Any worker who’s pursuing what the market values without considering what they themselves value is demonstrating value capture. The result is that many people find themselves climbing a career ladder that they don’t actually want to be on, or playing a game that they don’t actually have an interest in winning. You see it begin in our education system, where the ways in which you advance are very legible: You’re told to make good grades and if you do so, you’ll have a good GPA and then you’ll be able to get into a good college. I think these corporations carry on with that level of legibility that can be very seductive to workers. They say, “You can come here as an intern and we’ll train you, and then you can become an analyst, then from there you can become a manager and then a VP, then director.” And that keeps people tied to these jobs, because they continue to advance in the way that’s in the best interest of the company. But we can find ourselves chasing carrots and never feeling full. 

I don’t think there’s necessarily a risk in being part of a corporate culture that has a clear hierarchy, as long as you’re clearheaded about the game that you’re playing. I think it becomes problematic when people become enraptured by the incentive of the company to the point where they’re not thinking critically about whether it’s what they want. 

So many of us have internalized the current hustle culture.
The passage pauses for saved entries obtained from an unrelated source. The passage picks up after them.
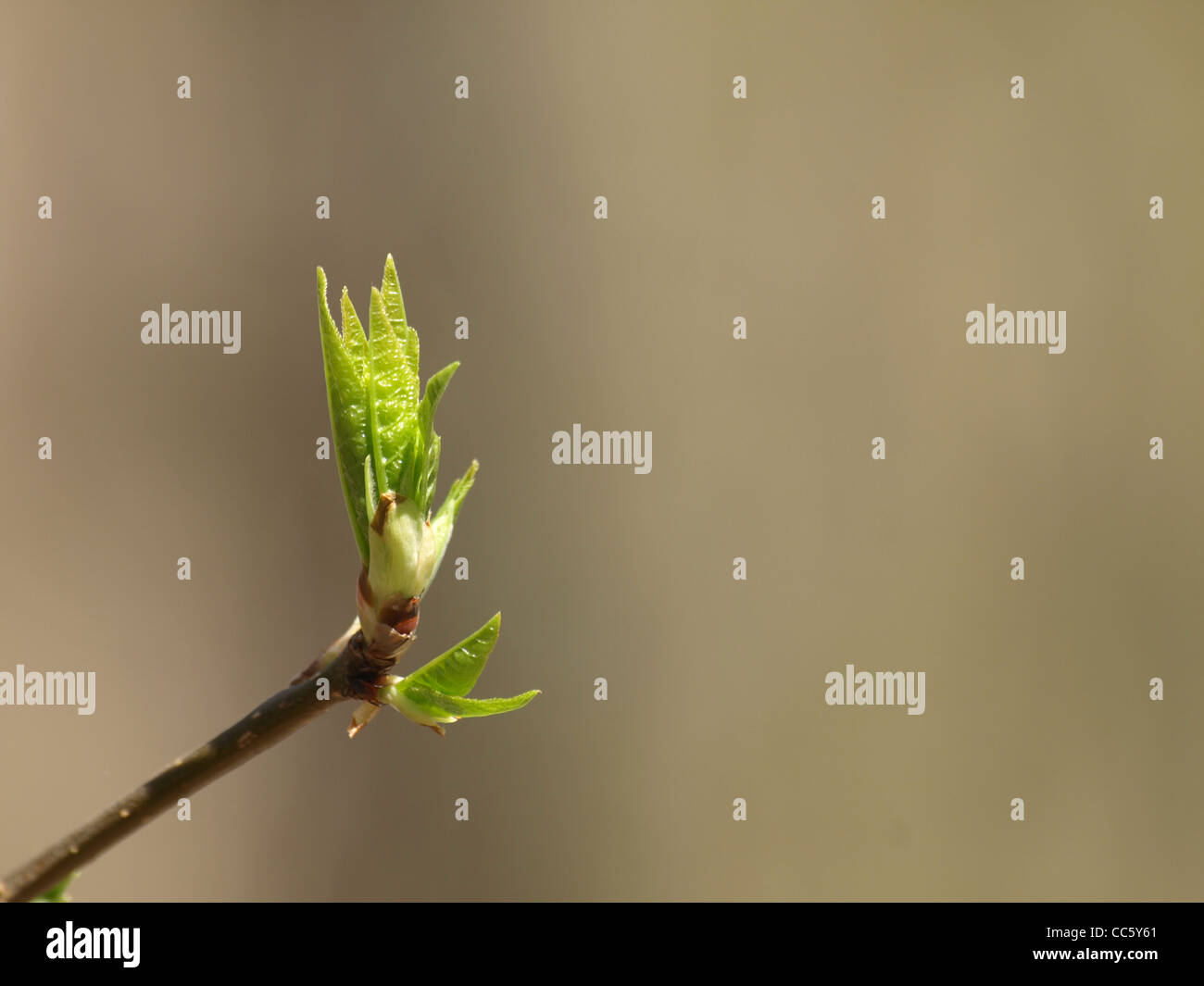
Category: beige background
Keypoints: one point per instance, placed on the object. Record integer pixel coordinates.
(761, 448)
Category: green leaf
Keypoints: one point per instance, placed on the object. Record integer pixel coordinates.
(450, 508)
(457, 670)
(390, 291)
(465, 708)
(421, 466)
(58, 893)
(347, 399)
(393, 397)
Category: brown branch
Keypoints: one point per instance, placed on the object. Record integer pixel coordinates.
(352, 674)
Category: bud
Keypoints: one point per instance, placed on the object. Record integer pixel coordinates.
(388, 456)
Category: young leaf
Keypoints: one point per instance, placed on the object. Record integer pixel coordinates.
(347, 399)
(457, 670)
(390, 291)
(393, 396)
(465, 708)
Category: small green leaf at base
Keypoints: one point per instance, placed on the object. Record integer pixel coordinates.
(448, 708)
(58, 893)
(457, 670)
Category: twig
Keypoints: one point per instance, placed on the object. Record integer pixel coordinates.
(350, 676)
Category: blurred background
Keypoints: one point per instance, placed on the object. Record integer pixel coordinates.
(718, 208)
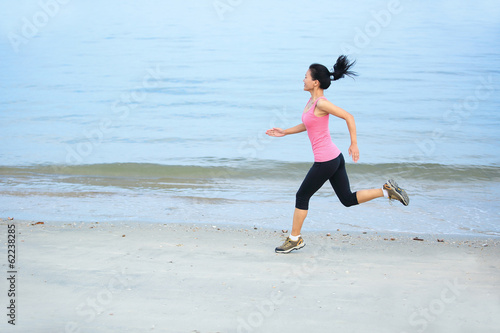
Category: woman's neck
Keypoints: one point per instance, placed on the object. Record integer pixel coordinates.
(316, 93)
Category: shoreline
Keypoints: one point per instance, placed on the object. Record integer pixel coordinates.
(137, 277)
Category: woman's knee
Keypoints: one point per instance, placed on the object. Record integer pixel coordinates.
(302, 201)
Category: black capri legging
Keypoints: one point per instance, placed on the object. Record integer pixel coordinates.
(320, 172)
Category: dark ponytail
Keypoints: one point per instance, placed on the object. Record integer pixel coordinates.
(340, 69)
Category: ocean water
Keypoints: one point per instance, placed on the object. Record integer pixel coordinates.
(156, 111)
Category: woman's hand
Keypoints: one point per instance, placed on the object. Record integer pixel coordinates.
(354, 152)
(277, 132)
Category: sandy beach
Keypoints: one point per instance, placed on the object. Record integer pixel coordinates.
(137, 277)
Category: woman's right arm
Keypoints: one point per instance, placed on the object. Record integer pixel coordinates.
(278, 132)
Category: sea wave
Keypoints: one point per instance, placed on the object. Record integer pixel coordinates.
(245, 169)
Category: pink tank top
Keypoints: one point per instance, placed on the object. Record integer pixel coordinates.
(317, 129)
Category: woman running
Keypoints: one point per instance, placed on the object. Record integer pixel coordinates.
(329, 163)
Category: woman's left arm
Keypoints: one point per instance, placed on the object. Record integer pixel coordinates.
(328, 107)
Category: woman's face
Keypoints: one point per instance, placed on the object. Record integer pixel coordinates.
(308, 81)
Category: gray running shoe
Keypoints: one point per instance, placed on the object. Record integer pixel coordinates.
(396, 192)
(289, 245)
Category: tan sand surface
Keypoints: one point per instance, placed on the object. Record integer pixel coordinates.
(139, 277)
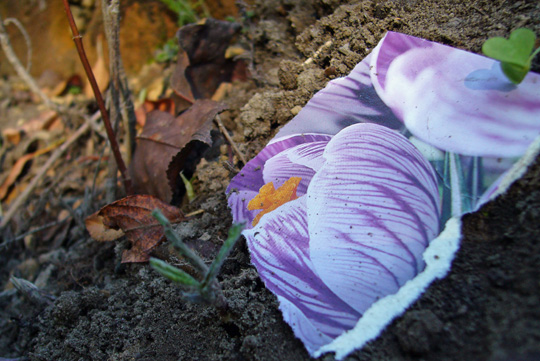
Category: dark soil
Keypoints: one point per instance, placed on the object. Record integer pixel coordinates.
(488, 308)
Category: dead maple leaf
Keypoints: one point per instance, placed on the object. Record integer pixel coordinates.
(166, 138)
(131, 216)
(165, 105)
(202, 65)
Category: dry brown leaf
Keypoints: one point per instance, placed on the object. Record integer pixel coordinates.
(165, 105)
(132, 216)
(202, 64)
(165, 144)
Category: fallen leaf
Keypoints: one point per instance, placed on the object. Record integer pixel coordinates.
(44, 121)
(164, 145)
(202, 64)
(131, 216)
(165, 105)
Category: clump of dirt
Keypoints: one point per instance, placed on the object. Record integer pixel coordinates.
(488, 308)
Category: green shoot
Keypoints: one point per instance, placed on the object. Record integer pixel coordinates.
(189, 188)
(515, 53)
(208, 289)
(186, 10)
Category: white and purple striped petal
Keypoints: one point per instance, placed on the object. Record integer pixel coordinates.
(455, 100)
(372, 210)
(279, 246)
(245, 186)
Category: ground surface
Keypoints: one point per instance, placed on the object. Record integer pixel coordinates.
(488, 308)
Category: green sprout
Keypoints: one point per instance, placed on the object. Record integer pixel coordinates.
(186, 10)
(205, 289)
(189, 187)
(515, 53)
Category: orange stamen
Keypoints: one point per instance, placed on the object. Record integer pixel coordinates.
(270, 198)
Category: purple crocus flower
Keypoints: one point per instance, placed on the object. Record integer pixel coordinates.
(368, 202)
(454, 100)
(368, 206)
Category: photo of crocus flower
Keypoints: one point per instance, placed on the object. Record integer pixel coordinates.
(342, 204)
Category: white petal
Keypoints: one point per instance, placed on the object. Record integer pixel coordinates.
(372, 210)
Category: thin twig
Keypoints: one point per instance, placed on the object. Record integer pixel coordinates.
(77, 38)
(21, 71)
(121, 105)
(229, 139)
(19, 201)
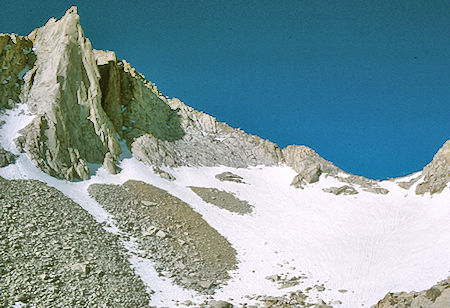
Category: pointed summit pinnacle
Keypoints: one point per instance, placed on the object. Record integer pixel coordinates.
(72, 10)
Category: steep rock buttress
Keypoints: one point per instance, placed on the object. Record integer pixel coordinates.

How do we begin to untangle ourselves from that?

What I’ve found is that rather than just making a mindset shift and telling yourself, I need to work less or I should separate my self-worth from my work, it’s more effective to start caring about other things. When you’re invested in other parts of who you are, there’s a natural rebalancing of the equation. I found this myself while writing this book: I left my full-time job and started freelancing. And as many entrepreneurs understand, I became my own worst manager. I was the one cracking the whip, because I’d internalized a lot of the capitalistic and hustle structures around me. 

Changing that took the understanding that unless I create some boundaries about when I work or how long I work, work can continue to expand like a gas filling up unoccupied space. I think it’s important to recognize that rest or leisure isn’t the opposite of work. It’s an integral part of our ability to be productive over the long term. There’s data that shows that when people are more rested, they’re more creative, they’re able to maintain a level of output over a longer period of time, and they don’t burn out. Maybe in the short term, if you have a very intense culture and people are working 60 to 70 hours a week, you can see some short-term results. But if you want to attract the best employees and keep them working at their best, it’s important to understand that there has to be space in their lives for things other than work.

Do you think the pandemic has pushed more people to start reconsidering their relationships with work?

I think it was a wake-up call for a lot of people. Everyone’s job changed to a certain extent over the last three years. I think people both learned about the precarity of treating work as their sole source of identity, and many were able to live a more balanced life. For example, lots of us got another hour and a half to spend quality time with our children or have a leisurely lunch because we weren’t commuting. It’s hard to put the cat back in the bag; people are understanding that there are many different ways to design a working life. And rather than starting with the job as the center around which the rest of their lives orbits, they can instead start with a vision of their version of what a life well-lived looks like — and how a job can support that. 

One of my favorite things about the framework of the “good enough job” is that it’s subjective. You get to choose what good enough means to you. Maybe it’s a job that pays a certain amount of money or a job that’s in a certain industry, or has a certain title. Or maybe it’s a job that gets off at 3pm, so you can pick up your kid from school. I just hope that whenever you’ve achieved your level of “enough,” you can recognize it. Then convert some of that energy into your life outside of the office.